Am Ende waren mehr Preise und mehr Geld vergeben als ursprünglich vorgesehen. Denn:
● Die Jury war sich nicht sofort über die Reihenfolge der Physik-Preise einig geworden. Die Jury-Mitglieder Professor Werner Holste (DEMAG Duisburg) und Professor Walter Niens (AEG Berlin) stifteten spontan den Betrag, der nötig war, um den 2. Preis zweimal zu vergeben.

● Auch Professor Winnacker, Chef der Farbwerke Hoechst, griff noch einmal in die Kasse. Als Präsident des Verbandes der Chemischen Industrie stockte er in einem Spontan-Entschluß die Preise der Chemiesieger um insgesamt 10.000 Mark auf.
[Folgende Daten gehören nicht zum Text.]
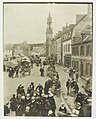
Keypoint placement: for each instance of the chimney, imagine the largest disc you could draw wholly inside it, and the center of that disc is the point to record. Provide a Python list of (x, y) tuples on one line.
[(90, 9)]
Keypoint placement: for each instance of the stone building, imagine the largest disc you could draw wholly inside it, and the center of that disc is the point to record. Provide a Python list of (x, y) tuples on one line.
[(82, 45), (66, 45), (49, 36)]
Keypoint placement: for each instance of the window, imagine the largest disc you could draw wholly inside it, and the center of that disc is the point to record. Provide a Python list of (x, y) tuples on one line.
[(72, 50), (90, 69), (87, 68), (77, 51), (66, 47), (69, 47), (88, 50), (82, 50)]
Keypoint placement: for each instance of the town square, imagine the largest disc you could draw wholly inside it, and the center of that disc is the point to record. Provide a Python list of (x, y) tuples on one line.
[(47, 59)]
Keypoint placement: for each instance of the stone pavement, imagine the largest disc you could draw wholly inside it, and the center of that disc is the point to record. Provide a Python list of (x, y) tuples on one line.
[(68, 100)]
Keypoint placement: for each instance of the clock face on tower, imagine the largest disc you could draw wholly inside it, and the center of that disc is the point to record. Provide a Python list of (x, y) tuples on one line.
[(49, 36)]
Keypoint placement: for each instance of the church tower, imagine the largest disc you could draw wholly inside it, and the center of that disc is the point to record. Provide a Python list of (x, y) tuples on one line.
[(49, 35)]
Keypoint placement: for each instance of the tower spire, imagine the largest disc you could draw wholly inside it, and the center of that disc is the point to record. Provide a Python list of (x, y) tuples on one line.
[(49, 35), (49, 22)]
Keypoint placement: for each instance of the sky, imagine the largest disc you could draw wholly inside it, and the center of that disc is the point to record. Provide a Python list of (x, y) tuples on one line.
[(28, 22)]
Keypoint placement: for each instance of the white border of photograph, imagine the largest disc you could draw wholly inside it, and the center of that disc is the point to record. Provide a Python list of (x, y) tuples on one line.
[(94, 59)]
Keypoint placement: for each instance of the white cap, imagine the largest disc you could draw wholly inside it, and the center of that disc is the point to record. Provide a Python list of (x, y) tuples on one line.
[(49, 91), (28, 95), (23, 97), (50, 112), (27, 108), (50, 95), (32, 98)]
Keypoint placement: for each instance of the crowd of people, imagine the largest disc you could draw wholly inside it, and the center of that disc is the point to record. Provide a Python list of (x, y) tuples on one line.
[(80, 95), (39, 100), (35, 101)]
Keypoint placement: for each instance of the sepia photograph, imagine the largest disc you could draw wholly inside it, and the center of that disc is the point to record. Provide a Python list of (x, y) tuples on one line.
[(47, 59)]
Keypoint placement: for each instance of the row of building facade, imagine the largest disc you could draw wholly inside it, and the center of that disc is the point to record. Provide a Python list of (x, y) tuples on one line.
[(72, 46)]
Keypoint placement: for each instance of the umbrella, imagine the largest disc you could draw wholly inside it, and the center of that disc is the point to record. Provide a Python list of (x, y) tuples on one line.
[(11, 64), (25, 60)]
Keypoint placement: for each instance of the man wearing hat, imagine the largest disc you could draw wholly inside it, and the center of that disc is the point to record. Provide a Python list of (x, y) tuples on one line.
[(52, 102)]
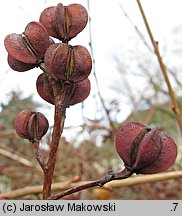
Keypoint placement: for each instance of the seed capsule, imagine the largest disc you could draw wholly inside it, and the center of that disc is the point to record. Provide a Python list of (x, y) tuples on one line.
[(145, 150), (68, 63), (31, 125), (64, 22), (80, 91)]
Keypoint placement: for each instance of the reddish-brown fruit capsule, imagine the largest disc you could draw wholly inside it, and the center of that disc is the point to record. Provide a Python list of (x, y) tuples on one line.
[(18, 65), (17, 49), (68, 63), (64, 22), (79, 92), (38, 37), (28, 49), (31, 125), (145, 150)]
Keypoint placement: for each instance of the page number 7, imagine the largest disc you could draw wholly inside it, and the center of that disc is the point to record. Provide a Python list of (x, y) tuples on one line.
[(175, 206)]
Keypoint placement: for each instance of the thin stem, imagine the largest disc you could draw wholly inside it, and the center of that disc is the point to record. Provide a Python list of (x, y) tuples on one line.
[(94, 72), (109, 177), (59, 118), (175, 109), (146, 44), (37, 154)]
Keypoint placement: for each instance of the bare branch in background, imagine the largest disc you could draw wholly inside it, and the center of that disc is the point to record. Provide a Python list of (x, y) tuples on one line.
[(94, 71), (146, 43)]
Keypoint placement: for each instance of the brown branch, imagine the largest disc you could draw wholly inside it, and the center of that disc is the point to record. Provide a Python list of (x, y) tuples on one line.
[(36, 151), (163, 69), (135, 180), (95, 75), (59, 118), (146, 44), (109, 177)]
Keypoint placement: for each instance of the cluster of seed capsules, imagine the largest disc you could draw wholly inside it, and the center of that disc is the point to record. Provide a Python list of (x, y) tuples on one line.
[(64, 63), (142, 150)]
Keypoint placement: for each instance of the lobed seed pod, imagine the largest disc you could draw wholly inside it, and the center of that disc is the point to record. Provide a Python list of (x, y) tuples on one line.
[(68, 63), (31, 125), (64, 22), (145, 150), (27, 50), (80, 91)]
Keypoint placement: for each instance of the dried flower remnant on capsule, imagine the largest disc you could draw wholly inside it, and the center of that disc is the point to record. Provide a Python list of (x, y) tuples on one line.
[(145, 150), (31, 125)]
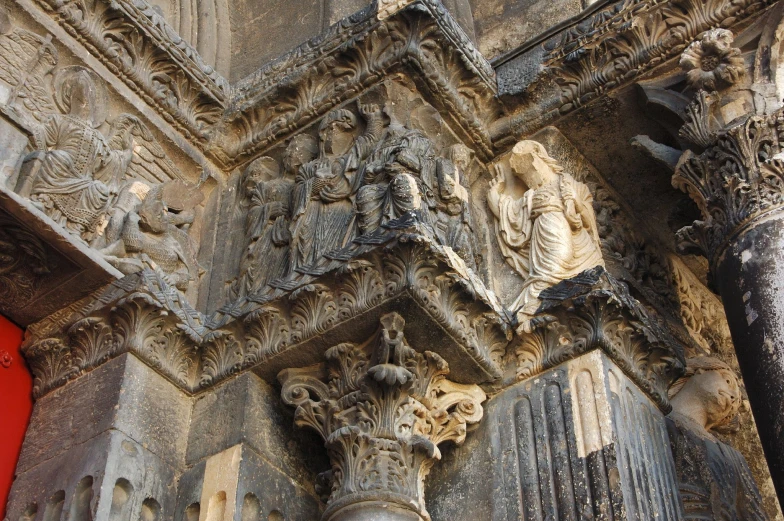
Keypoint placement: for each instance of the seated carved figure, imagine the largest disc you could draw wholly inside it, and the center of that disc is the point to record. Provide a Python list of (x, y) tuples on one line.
[(154, 236), (714, 479), (549, 234)]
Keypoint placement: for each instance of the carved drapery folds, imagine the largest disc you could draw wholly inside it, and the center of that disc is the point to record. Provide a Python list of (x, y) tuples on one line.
[(592, 311), (550, 233), (382, 409), (144, 314)]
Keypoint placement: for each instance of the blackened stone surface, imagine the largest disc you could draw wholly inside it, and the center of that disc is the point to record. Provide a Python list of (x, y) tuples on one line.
[(123, 394), (750, 279), (107, 477), (578, 442), (247, 410)]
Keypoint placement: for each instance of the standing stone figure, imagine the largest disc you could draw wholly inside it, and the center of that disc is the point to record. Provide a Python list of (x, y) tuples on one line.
[(714, 480), (81, 169), (267, 234), (454, 226), (323, 197), (549, 234)]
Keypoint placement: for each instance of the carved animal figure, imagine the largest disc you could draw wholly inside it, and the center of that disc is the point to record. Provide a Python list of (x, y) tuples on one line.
[(547, 235), (714, 479)]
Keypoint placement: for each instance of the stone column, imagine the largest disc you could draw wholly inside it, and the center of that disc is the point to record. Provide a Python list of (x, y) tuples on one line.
[(738, 184), (382, 409)]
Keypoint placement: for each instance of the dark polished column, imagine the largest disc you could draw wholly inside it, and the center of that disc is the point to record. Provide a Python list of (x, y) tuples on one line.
[(750, 277), (738, 184)]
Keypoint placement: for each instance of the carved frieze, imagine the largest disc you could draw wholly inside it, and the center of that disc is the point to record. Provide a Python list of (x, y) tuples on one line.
[(382, 409), (352, 56), (136, 43)]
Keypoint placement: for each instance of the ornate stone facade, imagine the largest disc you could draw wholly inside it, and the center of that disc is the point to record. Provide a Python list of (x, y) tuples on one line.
[(471, 280)]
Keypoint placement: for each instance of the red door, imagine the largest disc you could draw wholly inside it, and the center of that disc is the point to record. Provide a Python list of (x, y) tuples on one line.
[(16, 403)]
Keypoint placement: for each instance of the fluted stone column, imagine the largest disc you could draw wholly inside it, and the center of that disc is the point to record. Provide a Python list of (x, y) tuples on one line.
[(738, 184)]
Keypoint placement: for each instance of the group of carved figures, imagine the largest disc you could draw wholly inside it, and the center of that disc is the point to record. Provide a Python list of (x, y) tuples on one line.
[(340, 186), (98, 188)]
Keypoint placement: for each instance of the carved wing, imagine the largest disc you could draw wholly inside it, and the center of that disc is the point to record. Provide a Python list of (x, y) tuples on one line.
[(26, 60), (150, 162)]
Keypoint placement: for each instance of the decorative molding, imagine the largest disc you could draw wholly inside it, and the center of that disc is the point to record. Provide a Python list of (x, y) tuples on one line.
[(354, 55), (592, 311), (628, 38), (382, 409)]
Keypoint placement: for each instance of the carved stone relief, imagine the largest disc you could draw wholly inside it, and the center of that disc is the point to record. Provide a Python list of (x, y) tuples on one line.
[(714, 478), (547, 235), (382, 409)]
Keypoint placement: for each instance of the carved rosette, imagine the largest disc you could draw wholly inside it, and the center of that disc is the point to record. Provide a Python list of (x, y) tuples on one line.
[(382, 409), (737, 180)]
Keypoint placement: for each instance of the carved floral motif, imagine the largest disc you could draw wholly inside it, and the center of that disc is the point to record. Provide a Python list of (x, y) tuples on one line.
[(382, 409), (711, 62)]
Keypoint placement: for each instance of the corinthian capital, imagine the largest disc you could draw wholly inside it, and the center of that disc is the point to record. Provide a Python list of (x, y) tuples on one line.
[(382, 409), (738, 179)]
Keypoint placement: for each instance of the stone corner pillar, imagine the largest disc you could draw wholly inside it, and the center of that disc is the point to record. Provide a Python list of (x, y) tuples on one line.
[(382, 409), (581, 434), (738, 184)]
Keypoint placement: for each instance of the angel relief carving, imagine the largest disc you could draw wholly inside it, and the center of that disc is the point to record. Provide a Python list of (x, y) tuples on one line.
[(118, 192), (549, 234)]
● Ein besonderer Glückstreffer fiel schließlich auf zwei Bremer Schulen. Nach den Regeln von "Jugend forscht" geht auch die Schule nicht leer aus, die einen Bundessieger stellt. Sie erhält vielmehr tausend Mark "zur Ergänzung ihrer naturwissenschaftlichen Lehrmittel". stern-Chef Nannen indes verlas sich bei der Preisverteilung und sprach, als er den Bremer Siegern der Sparte "Gruppenarbeiten", Reinhard Becker und Nicolai Zeidler, die Goldmedaillen überreichte, von einem Schulpreis von dreitausend Mark. Aufgeregt versuchten "Jugend forscht"-Organisatoren vom Parkett aus die Sache richtigzustellen. Doch Henri Nannen blieb dabei: "Was ich einmal gesagt habe, gilt!" Und so bekamen zwei Bremer Schulen nun je 1.500 statt nur je 500 Mark. Was das für eine Schule bedeuten kann, läßt am ehesten ein Beispiel erkennen: Ein Bremer Gymnasium mit 950 Schülern verfügt für das ganze Jahr 1967 über einen Physik-Etat von nicht mehr als 650 Mark.